Courtesy of manufacturer

It’s hard to be subtle in Thailand. “Thai people usually go to the maximum in how we dress, tuk tuks, temples, and so it’s very hard to be subtle,” says Niwat Aunprueng, the executive partner with the Bangkok design firm PIA Interior Co. “People aren’t used to it.” A visit to any temple or mall in the country’s largest city, Bangkok, reveals layers of colours, textures and patterns that can overwhelm your eyes.

Subtlety, however, was the main objective of PIA’s work on the recently opened Hyatt Regency Bangkok Sukhumvit. For the hotel brand’s debut in Bangkok, the design firm aimed to put a minimalist twist on traditional Thai decor. “The owner said, ‘I need something very Thai, but not Thai,’” Aunprueng says. His answer was to focus on the space as if it were a residence, versus the 31-storey, mixed-use building that it actually is.

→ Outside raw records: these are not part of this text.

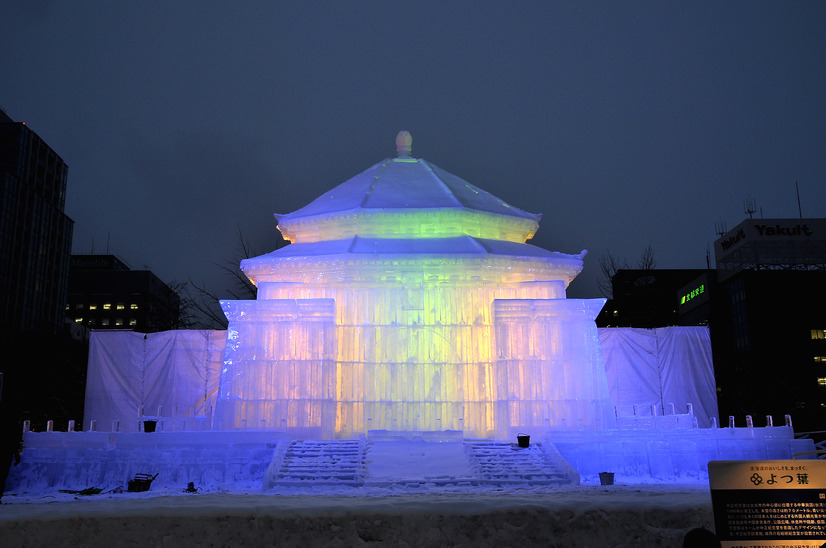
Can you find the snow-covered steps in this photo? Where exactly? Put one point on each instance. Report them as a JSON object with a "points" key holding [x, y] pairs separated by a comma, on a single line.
{"points": [[499, 462], [308, 462], [388, 462]]}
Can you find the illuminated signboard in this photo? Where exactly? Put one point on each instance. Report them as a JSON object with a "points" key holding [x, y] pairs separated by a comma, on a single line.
{"points": [[693, 294], [771, 503]]}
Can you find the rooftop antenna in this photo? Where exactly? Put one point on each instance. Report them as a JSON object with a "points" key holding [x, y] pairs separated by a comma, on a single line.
{"points": [[799, 209], [749, 207], [404, 144]]}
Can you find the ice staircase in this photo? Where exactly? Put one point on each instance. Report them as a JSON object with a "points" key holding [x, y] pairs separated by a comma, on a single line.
{"points": [[315, 462], [503, 463], [358, 463]]}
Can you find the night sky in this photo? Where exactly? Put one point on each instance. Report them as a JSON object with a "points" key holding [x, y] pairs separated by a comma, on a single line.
{"points": [[624, 123]]}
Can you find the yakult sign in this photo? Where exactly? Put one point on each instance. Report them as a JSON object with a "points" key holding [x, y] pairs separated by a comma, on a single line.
{"points": [[754, 237]]}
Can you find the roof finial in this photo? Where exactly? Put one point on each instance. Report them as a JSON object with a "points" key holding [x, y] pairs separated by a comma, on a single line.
{"points": [[404, 144]]}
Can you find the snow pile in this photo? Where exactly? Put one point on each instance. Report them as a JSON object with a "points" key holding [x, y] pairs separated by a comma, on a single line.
{"points": [[618, 515]]}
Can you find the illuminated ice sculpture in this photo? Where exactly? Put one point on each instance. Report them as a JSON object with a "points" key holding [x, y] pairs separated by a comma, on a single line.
{"points": [[409, 301]]}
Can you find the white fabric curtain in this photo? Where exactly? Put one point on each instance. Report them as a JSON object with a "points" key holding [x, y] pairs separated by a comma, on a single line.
{"points": [[131, 375], [659, 367]]}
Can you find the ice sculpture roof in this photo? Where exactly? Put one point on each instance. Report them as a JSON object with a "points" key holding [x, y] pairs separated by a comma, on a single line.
{"points": [[463, 245], [406, 183], [401, 187]]}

Read the full Style Advisor: April 2020 edition

PIA aimed for a minimalist twist on Thai decor.

Courtesy of manufacturer

In the guest rooms, artwork on the walls and in the bathrooms is inspired by a gown worn by Thailand’s queen. Latticework in the lobby, a common element of Thai interiors and exteriors that’s used for ventilation and light diffusion, is composed of laser-cut medium-density fibreboard instead of the more traditional and heavy teak. For the hotel’s Market Café restaurant, Aunprueng commissioned artists to make replicas of old Thai cooking dishes, utensils and tools. “It reminds me of my grandmother’s kitchen” says Smith Obayawat, principal at OBA, the architecture firm that worked on the property.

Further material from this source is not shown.